Often viewed as one of the least understood aspects of asset-based lending, DSCR is an essential tool for rent-and-hold investors. If you’re a landlord, you’re bound to hear the term DSCR while working with a real estate lender. DSCR, which stands for Debt-Service Coverage Ratio, can help you get a lower rate, or alternatively disqualify you from certain loan products when seeking investor financing.
DSCR: The Basics
From a lender’s point of view, DSCR refers to the borrower’s ability to pay back a loan based on the monthly rent of the property. Essentially, it is a way to measure cash flow. What’s tricky about DSCR is that each lender may calculate the number differently, and have their own minimum DSCR requirements.
With all these factors, it can be difficult to navigate DSCR, not to mention the landlord lending process, which is why we asked resident expert, Visio Sales Manager Brandon Foskey for his tips and tricks when it comes to financing using DSCR.
“Lenders are always looking for way to measure how likely a person is to repay their loan” Foskey said. “A good DSCR provides the lender with a little bit of reassurance that the borrower is getting enough monthly rent to cover their monthly mortgage expense.”
So what exactly is a good DSCR? Lenders tend to calculate DSCR differently, some more detailed than others. Visio for instance, uses a fairly simple DSCR calculation: the monthly gross rents divided by PITIA (monthly principal plus interest, taxes, insurance and association dues).
Because of these differences, there is no universal number required for a loan. The base DSCR requirement for a Visio Rental360, 30-year fully amortizing landlord loan is 1.2. There are some general guidelines to follow when seeking financing however.
“Anything above 1.0 means the investor is getting more rent then their monthly payment,” Foskey said. “Anything above 1.2 is usually considered a ‘good’ DSCR, and anything above 1.5 is considered a ‘great’ DSCR, with many lenders requiring a 1.2. The better (or higher) your DSCR is, the easier it is to obtain financing at the best rates.”
Some elements of DSCR are not within the borrower’s control, such as tax rates, market rents, flood zones, HOAs, etc.
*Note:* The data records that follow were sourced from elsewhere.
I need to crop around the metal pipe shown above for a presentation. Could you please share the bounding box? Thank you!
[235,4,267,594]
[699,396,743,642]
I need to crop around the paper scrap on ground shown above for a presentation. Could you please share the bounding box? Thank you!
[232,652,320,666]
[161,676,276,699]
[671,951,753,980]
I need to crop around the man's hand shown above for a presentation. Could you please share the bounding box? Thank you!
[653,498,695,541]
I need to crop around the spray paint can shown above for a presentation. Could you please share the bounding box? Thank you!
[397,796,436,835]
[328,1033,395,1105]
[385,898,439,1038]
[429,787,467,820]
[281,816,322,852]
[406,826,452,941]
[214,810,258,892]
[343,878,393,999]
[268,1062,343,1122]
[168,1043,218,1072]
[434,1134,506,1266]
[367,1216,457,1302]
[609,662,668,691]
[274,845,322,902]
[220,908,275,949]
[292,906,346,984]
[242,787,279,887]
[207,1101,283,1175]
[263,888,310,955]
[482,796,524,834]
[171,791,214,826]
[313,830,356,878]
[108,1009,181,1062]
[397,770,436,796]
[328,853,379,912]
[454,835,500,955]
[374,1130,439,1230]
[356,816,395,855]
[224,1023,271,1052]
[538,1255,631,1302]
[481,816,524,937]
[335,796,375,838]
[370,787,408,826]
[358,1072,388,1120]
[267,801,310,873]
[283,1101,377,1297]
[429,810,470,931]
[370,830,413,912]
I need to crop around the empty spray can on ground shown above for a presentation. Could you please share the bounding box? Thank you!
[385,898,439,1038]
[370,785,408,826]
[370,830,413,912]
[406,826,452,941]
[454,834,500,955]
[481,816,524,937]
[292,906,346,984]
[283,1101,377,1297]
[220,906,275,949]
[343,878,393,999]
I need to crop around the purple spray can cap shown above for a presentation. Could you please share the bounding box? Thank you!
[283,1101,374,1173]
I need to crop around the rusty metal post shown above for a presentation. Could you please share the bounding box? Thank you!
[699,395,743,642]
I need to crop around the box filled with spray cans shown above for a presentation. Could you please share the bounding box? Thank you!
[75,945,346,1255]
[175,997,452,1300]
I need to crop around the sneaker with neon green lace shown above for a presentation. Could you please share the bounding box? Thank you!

Foskey’s advice?
“Investors can improve their DSCRs a few ways: increase their down payment to lower their LTV (lower their loan amount), shop for insurance and try to get a lower insurance rate, strengthen their credit score to get lower interest rates and rehab the property into pristine condition so they can charge top market rent for the area,” he said.
Here are some more tips on how to keep your DSCR high:
- When you rehab the property do it right the first time. The better the rehab and the better the property shows the more rent you can charge.
- Pay your bills on time. Having good credit in this business and the ability to leverage your cash is crucial in building your real estate empire.
- Choose your investment areas carefully. Look at the market rents, vacancy rates, tax rates, insurance rates, flood areas, and local schools. Higher tax rates equal higher payments.
And remember, even if your DSCR ends up lower than you expect, it doesn’t mean that the property is a bad investment. There are many reasons to make a property investment—from a high-appreciating area to longer-term investment plans based on market trends.
“Understanding DSCR can make you a better-informed investor, but it isn’t the end all, be all,” Foskey said. “Trust your gut, and make sure your investment fits your strategy. You’ll come out on top.”